Finally, Lindon had finished recording, and his own heart had settled. If this was the path forward, he was going to walk it. He'd come too far to turn back now.
But first, he gathered up one of the straps on his pack and placed it between his teeth.
“I'm ready,” he said, voice muffled around a mouthful of padded leather. With eyes squeezed shut, he extended his wrist.
“Breathe carefully,” Eithan said. “Cycle.”
As Lindon did so, pain flashed like someone had stabbed through his arm. Then the venom came, and his blood burned.
If anything, Eithan had understated the pain.
Venom cycled in his veins along with every pulse of madra, and Eithan poured coppery blood through his clenched teeth. Lindon bit down on the leather strap through a mouthful of sandviper blood, and bit down just as hard on memories.
The mountains of Sacred Valley, knocked over like towers of sand. Everything he loved, washed away.
Li Markuth, like a monster in a world of children, and Suriel who could pack him up like an old toy.
If this pain was all it took to approach them, it was a small price.
Lindon pushed the venom everywhere he hadn't already worked his madra, forcing it into his muscles, his skin, even the very center of his bones. It was an endless moment, but still over sooner than he'd thought.

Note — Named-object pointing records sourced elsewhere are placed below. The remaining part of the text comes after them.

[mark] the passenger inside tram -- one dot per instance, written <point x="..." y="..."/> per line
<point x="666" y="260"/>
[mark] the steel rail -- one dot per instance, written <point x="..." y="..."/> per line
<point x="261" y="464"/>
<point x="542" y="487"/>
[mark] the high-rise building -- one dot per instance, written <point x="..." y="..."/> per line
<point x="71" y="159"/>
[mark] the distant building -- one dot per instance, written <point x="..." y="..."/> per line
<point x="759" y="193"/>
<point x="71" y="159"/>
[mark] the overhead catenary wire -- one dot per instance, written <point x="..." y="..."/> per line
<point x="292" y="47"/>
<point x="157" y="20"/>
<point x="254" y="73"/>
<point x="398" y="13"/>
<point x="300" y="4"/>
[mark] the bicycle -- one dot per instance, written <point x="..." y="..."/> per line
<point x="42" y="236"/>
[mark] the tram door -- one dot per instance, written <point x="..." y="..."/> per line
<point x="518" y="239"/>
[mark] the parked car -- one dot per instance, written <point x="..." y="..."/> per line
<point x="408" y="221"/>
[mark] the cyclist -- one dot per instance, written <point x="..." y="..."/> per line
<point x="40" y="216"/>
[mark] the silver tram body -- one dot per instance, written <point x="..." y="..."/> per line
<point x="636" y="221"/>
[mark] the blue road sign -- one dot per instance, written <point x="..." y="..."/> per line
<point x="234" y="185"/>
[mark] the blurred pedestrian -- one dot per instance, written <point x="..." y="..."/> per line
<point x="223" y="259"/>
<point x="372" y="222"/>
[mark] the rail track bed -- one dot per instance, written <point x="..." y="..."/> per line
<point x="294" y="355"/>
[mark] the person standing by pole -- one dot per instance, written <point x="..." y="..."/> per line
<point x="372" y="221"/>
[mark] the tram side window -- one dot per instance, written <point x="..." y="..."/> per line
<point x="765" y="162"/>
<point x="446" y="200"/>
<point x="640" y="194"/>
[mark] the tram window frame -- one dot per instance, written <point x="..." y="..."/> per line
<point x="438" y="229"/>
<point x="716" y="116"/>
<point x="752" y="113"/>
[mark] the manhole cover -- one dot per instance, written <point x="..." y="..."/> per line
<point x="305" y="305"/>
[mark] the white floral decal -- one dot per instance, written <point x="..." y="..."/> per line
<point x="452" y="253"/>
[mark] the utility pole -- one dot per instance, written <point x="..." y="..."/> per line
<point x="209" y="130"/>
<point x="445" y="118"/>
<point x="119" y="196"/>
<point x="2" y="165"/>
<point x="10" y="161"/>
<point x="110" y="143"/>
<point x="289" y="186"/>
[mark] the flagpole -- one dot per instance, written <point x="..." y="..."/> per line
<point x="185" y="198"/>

His aching jaw went slack, the blood-stained leather strap falling from his teeth. He panted, losing control of his cycling technique just to fill his lungs with oxygen.
He tried to open his good eye, but the lid wasn't cooperating. Now that he noticed, his limbs were moving out of his control; his fingertips twitched and his back arched as though someone else had tied strings to him and started to pull.
Finally, he wrenched his eye open and was distracted by his own flesh. Black veins stood out along his skin, tracing lines like a map over every inch of himself he could see.
“Is that all?” he croaked out, and Eithan stared at him for a moment.
Then he gave a pure, rich laugh.
“You tell me,” the man said finally, wiping a tear from his eye with one finger. “Not even I can sense your insides better than you can.”
Lindon closed his eye again, cycling madra to get a sense for his own condition. The venom had indeed permeated his own body...but not as thoroughly as he'd expected.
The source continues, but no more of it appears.